Entretanto, fue el mismo Redentor quien le recordó al tentador que «no solo de pan vive el hombre, sino de toda palabra que sale de la boca de Dios» (Mt 4, 3-4), sentenciando para todos los siglos que la verdad que de Él proviene es necesarísima para la vida de sus creaturas racionales.
Por lo demás, la Iglesia siempre ha sustentado que las obras de misericordia espirituales son más importantes que las corporales, sin demeritar la elevada importancia que éstas tienen, ni negar que ellas constituyen un sello legítimo de la verdadera caridad, pues como dice el apóstol Santiago, la fe sin obras es muerta: «¿De qué sirve, hermanos míos, que alguien diga: ‘Tengo fe’, si no tiene obras? ¿Acaso podrá salvarle la fe? Si un hermano o una hermana están desnudos y carecen del sustento diario, y alguno de vosotros les dice: «Idos en paz, calentaos y hartaos», pero no les dais lo necesario para el cuerpo, ¿de qué sirve?

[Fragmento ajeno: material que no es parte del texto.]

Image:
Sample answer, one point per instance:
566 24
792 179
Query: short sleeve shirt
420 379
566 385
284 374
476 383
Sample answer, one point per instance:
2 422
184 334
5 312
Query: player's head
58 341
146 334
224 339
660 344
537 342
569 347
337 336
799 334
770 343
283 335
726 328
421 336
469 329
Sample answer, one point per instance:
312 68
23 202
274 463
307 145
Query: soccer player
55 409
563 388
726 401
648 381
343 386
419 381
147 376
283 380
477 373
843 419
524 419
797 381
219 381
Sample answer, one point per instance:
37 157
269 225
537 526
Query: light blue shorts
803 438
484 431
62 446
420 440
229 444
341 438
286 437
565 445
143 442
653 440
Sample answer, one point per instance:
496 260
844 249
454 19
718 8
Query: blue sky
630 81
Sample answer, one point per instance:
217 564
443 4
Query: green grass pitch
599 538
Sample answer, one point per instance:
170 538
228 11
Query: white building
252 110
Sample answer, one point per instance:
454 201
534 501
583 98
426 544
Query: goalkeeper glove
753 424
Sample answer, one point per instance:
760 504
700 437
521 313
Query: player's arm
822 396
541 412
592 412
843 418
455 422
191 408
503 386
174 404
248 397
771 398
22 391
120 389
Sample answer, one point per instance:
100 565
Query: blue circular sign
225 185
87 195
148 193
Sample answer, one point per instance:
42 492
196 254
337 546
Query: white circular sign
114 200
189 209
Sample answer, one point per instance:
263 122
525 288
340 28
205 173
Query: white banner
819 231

Así también la fe, si no tiene obras, está realmente muerta.» (St 2, 14-17)
Las obras de misericordia espirituales
Derivando su primacía de la superior dignidad del objeto que alcanzan, que son la voluntad y el entendimiento humanos, las obras de misericordia espirituales son todas aquellas que a impulso de la caridad procuran el beneficio del alma del prójimo. Entre ellas, la tradición cristiana ha destacado particularmente tres: Enseñar al que no sabe, dar buen consejo al que lo necesita y corregir al que yerra.

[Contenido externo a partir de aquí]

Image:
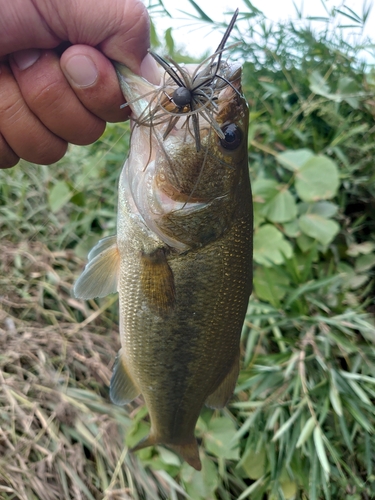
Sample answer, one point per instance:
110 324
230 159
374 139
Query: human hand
48 101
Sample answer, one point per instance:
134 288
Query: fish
182 257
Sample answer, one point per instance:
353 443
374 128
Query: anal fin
122 389
99 277
220 397
187 451
158 282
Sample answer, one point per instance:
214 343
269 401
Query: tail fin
189 451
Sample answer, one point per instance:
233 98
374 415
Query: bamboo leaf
306 431
319 446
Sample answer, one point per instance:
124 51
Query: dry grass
60 437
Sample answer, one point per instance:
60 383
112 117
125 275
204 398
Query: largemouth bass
182 257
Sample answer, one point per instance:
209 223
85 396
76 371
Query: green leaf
59 195
253 463
264 189
294 160
219 438
365 262
289 488
319 446
361 248
318 85
305 243
200 485
286 425
169 40
270 284
334 395
317 179
291 228
306 432
325 209
202 14
270 246
281 208
319 228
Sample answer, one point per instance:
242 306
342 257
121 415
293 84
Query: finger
8 157
21 129
93 79
50 97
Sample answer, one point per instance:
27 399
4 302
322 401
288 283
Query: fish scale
181 260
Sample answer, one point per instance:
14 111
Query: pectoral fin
158 282
220 397
100 275
122 389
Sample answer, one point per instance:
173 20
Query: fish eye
232 137
181 97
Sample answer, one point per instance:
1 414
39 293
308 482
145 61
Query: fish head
189 142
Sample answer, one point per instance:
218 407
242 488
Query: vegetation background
301 424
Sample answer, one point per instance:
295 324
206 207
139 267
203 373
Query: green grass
302 421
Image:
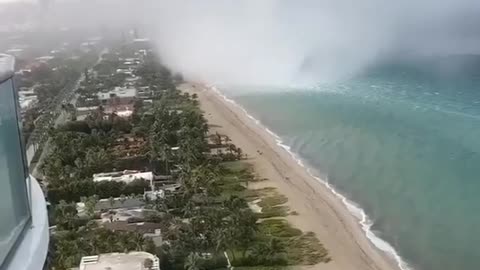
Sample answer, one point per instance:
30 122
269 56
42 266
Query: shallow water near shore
401 141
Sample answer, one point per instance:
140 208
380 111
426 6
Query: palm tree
123 198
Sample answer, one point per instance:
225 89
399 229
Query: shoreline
321 209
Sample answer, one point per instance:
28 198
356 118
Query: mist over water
399 140
391 113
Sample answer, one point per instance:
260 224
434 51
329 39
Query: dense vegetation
207 216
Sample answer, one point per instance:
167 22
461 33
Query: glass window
14 206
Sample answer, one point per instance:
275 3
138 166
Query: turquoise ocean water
403 142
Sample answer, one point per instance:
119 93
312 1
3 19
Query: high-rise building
24 234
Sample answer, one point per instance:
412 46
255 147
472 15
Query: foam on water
364 221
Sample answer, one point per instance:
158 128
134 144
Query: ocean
401 142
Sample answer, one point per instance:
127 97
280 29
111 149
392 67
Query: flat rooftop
118 261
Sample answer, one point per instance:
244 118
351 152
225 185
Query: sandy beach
319 210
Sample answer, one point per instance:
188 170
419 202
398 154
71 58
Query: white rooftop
119 261
123 176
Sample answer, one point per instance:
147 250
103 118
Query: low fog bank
276 42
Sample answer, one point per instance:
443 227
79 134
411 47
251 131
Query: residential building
109 204
121 261
118 96
24 235
147 229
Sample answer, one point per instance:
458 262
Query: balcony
23 215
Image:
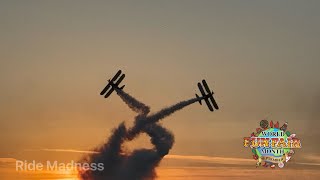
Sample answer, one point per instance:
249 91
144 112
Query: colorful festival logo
272 145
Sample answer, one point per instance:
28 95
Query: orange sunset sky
261 58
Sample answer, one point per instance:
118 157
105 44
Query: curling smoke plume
141 163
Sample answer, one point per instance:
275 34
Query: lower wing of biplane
208 98
113 83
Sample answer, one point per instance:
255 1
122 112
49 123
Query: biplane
207 96
112 84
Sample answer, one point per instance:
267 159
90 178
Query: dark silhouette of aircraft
207 97
113 84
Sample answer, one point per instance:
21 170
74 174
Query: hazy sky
261 58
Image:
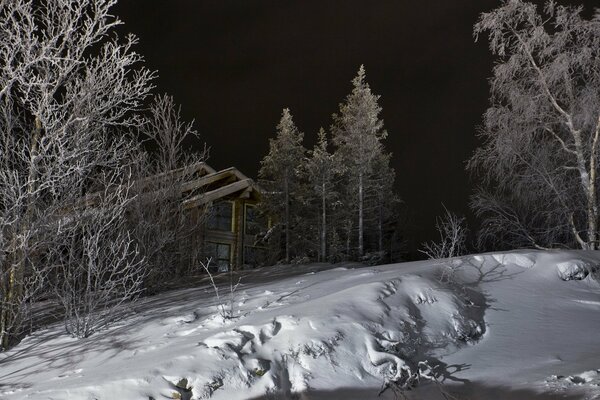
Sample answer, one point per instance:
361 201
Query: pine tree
322 173
357 133
279 174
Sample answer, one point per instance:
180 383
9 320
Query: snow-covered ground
492 326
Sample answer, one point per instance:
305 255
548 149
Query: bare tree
163 229
97 265
542 131
68 85
453 236
225 304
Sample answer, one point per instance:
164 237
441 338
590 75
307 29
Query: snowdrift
509 325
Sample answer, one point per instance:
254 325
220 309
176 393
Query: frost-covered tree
452 241
280 176
323 173
541 133
162 228
69 85
358 133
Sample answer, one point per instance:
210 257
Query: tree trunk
360 215
323 225
16 264
287 218
380 224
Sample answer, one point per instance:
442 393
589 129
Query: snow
502 325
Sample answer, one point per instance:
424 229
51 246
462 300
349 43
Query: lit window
219 217
255 223
220 254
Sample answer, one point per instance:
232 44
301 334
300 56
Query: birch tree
358 133
280 175
541 132
68 86
162 228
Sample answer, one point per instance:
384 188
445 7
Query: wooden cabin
225 203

Tras las huellas de un insigne teólogo dominico, Fray Antonio Royo Marín, decimos que en el ‘Enseñar al que no sabe’ está incluida también -cuando realizada por amor a Dios- la instrucción en todo lo relativo a la cultura meramente humana (aleccionar al analfabeto, o el magisterio de todo tipo de ciencia, técnica o arte). No obstante, esta obra de misericordia toma su dimensión más alta cuando se ejercita en la enseñanza de las verdades que dan la vida eterna, particularmente la educación en la doctrina cristiana.
¿Cuántos a la vera de un abismo requieren un consejo salvador, muchas veces sin saberlo? Quien en una situación de apremio da a su hermano la palabra que esclarece, que orienta, que señala el rumbo, realiza un acto de caridad superior. Sin embargo, no son necesarias circunstancias de especial dificultad para que un buen consejo sea el reflejo sublime de la caridad de Cristo, o de la Virgen, quien es invocada en las letanías lauretanas como Madre del Buen Consejo.
«Corregir al que yerra». En determinadas circunstancias la corrección fraterna es obligatoria, de acuerdo a la consigna del Señor: «Si tu hermano peca, ve y corrígelo en privado. Si te escucha, habrás ganado a tu hermano.» (Mt 18, 15). Ayudar a salir al prójimo de su mal estado o estimularle a ser mejor -aunque ello comporte un cierto sacrificio de quien corrige- es una muestra de la caridad que vence al egoísmo de quien solo se importa consigo mismo, es la expresión amorosa en obras de quien se sabe miembro de una sociedad humana, que está llamada a trascender las puertas de la eternidad.
«Defender la verdad, proponerla con humildad y convicción, y testimoniarla en la vida son formas insustituibles de caridad», afirma Benedicto XVI en su encíclica Caritas in veritate. Entretanto – en la mente del Papa- no son solo el conjunto de ‘verdades’, sino sobre todo aquella que de Palabra eterna se hizo Verdad encarnada, esa que finalmente saciará al hombre, ésta que -por vocación y naturaleza- incesantemente procura: «En Cristo, la caridad en la verdad se convierte en el Rostro de su Persona, en una vocación a amar a nuestros hermanos en la verdad de su proyecto. En efecto, Él mismo es la Verdad (cf. Jn 14,6)».